Come this August, the entire 104-member body will travel north for two days of visits and town meetings.
The two- and three-day tours were always praised by local residents and legislators alike. Local residents liked the idea that all lawmakers would take the time and trouble to visit their areas and learn about their concerns, and legislators liked getting out and seeing different parts of the state.
But controversy sometimes followed the legislators' bus: complaints that lobbyists were picking up too much of the tour amenities and, in Logan, criticism that legislators were meeting in a well-known religious building.
In 1994, when the Legislature visited Cache and Box Elder counties, some Democratic legislators and citizens were upset that lawmakers held a town meeting in the Logan Tabernacle, a historic building owned by The Church of Jesus Christ of Latter-day Saints.
"We won't be meeting in the Tabernacle this summer," said House Speaker Greg Curtis, R-Sandy. "We've learned from that."
Actually, said Rep. Fred Hunsaker, R-Logan, there are non-religious meetings all the time in the Logan Tabernacle. "They have concerts, citizen meetings, all kinds of things. I see it as acceptable to a lot of people" if the Legislature used the Tabernacle again.

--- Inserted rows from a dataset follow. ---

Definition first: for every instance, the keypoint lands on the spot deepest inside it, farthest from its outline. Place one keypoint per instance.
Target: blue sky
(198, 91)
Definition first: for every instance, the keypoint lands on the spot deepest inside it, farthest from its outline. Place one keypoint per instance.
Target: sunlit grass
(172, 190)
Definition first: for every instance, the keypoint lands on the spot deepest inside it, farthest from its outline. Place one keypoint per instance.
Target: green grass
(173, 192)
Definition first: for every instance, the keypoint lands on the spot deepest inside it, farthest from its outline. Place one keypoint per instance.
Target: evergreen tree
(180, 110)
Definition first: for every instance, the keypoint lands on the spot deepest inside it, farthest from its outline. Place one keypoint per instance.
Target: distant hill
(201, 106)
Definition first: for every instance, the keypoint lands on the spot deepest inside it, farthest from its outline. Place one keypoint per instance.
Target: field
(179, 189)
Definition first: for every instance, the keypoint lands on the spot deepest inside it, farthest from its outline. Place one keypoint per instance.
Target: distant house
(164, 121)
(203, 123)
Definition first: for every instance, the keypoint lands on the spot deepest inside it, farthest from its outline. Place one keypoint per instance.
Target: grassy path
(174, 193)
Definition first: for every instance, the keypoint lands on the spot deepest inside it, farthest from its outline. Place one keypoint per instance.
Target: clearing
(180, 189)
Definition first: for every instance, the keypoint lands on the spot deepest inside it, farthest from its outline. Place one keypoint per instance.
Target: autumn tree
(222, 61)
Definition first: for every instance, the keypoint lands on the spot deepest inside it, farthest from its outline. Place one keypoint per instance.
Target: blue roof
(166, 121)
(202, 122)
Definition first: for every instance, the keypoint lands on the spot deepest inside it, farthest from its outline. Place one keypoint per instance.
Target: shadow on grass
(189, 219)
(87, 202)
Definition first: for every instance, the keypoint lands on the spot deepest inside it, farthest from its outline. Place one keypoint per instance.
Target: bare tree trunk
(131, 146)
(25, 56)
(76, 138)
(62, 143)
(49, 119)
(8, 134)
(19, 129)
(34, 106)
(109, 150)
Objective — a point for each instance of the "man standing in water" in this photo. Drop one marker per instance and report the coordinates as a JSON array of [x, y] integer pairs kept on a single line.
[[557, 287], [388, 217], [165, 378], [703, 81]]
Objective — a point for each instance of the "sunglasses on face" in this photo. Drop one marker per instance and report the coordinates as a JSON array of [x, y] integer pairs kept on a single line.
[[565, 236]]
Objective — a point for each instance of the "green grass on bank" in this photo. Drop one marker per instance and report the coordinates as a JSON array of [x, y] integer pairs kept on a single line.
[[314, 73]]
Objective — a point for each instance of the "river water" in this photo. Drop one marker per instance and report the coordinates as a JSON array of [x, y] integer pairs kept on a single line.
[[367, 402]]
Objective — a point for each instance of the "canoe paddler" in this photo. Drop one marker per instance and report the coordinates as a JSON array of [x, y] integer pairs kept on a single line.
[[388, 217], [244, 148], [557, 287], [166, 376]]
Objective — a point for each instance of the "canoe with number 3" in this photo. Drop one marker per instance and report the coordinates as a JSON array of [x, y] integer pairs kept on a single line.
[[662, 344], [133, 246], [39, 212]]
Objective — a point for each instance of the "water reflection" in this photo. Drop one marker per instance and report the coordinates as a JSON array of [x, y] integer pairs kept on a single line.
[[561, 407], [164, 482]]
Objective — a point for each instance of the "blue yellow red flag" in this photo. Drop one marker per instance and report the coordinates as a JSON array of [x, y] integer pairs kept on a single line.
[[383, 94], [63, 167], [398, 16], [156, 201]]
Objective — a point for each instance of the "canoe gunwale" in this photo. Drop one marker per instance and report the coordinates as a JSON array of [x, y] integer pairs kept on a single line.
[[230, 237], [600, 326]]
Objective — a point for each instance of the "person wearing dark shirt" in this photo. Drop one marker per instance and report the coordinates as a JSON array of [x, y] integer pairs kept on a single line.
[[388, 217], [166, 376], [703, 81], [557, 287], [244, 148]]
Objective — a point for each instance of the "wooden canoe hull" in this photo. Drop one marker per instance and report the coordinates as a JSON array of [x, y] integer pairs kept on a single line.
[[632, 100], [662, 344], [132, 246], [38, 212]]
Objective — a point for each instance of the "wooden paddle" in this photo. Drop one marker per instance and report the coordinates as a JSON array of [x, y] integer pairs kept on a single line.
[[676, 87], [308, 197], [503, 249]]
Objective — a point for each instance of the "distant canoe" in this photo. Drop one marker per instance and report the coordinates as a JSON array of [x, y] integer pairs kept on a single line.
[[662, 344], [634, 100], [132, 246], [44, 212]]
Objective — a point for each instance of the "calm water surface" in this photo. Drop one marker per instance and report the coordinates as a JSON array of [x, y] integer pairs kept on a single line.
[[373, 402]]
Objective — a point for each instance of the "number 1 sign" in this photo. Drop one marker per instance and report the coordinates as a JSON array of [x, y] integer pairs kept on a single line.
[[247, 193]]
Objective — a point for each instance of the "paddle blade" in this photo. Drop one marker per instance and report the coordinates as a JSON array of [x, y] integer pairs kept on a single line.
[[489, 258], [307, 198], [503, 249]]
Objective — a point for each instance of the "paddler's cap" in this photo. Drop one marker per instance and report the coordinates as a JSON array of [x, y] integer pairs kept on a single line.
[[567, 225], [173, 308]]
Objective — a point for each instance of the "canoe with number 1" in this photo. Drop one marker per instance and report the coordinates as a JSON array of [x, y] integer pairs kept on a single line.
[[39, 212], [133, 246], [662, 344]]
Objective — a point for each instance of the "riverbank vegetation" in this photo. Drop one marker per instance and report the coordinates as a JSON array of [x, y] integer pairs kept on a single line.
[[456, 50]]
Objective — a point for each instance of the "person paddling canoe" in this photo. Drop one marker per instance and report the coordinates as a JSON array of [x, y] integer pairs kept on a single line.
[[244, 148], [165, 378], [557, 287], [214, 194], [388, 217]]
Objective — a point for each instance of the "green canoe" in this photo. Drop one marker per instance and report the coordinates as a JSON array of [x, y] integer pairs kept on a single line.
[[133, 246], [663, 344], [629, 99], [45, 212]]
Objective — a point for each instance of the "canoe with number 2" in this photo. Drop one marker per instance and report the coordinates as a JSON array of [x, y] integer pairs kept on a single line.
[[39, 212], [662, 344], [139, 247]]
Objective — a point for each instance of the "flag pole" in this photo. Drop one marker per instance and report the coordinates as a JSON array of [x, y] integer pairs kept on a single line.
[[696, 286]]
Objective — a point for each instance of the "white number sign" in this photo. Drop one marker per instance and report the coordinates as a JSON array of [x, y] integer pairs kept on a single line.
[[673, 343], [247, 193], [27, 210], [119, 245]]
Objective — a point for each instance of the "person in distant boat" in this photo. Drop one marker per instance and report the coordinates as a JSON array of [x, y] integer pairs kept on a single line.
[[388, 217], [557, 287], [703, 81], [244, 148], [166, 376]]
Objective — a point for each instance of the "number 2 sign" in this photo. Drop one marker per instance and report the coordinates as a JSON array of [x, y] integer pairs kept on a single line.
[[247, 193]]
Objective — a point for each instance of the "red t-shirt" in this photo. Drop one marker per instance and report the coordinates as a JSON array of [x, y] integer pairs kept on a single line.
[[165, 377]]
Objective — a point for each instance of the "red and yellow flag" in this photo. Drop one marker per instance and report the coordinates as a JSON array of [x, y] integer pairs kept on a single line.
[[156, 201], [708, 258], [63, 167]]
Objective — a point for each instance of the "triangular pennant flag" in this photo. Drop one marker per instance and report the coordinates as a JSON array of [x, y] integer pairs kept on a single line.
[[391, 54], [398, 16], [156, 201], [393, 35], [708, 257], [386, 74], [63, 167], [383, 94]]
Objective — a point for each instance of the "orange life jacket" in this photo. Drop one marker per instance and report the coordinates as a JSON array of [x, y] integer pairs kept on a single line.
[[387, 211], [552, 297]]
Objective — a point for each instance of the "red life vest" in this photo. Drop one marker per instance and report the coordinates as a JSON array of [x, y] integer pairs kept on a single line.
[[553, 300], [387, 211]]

Leaders have yet to put a price tag on the trip. A supplemental appropriation will be approved to handle the cost, Curtis said. Previous trips reportedly cost $30,000 to $40,000, newspaper archives show.
But the cost won't be much more than a normal meeting day in Salt Lake City.
"We are already scheduled for an August interim day," said Curtis. Each month when the Legislature is out of general session, lawmakers meet for a day (leaders meet for two days) on Capitol Hill in various committees.
In the 1990s, the legislative tour grew to three days total, with legislators being put up for two nights at state expense and going on all kinds of side trips and tours. Two or more town hall meetings with local citizens were normally held, too.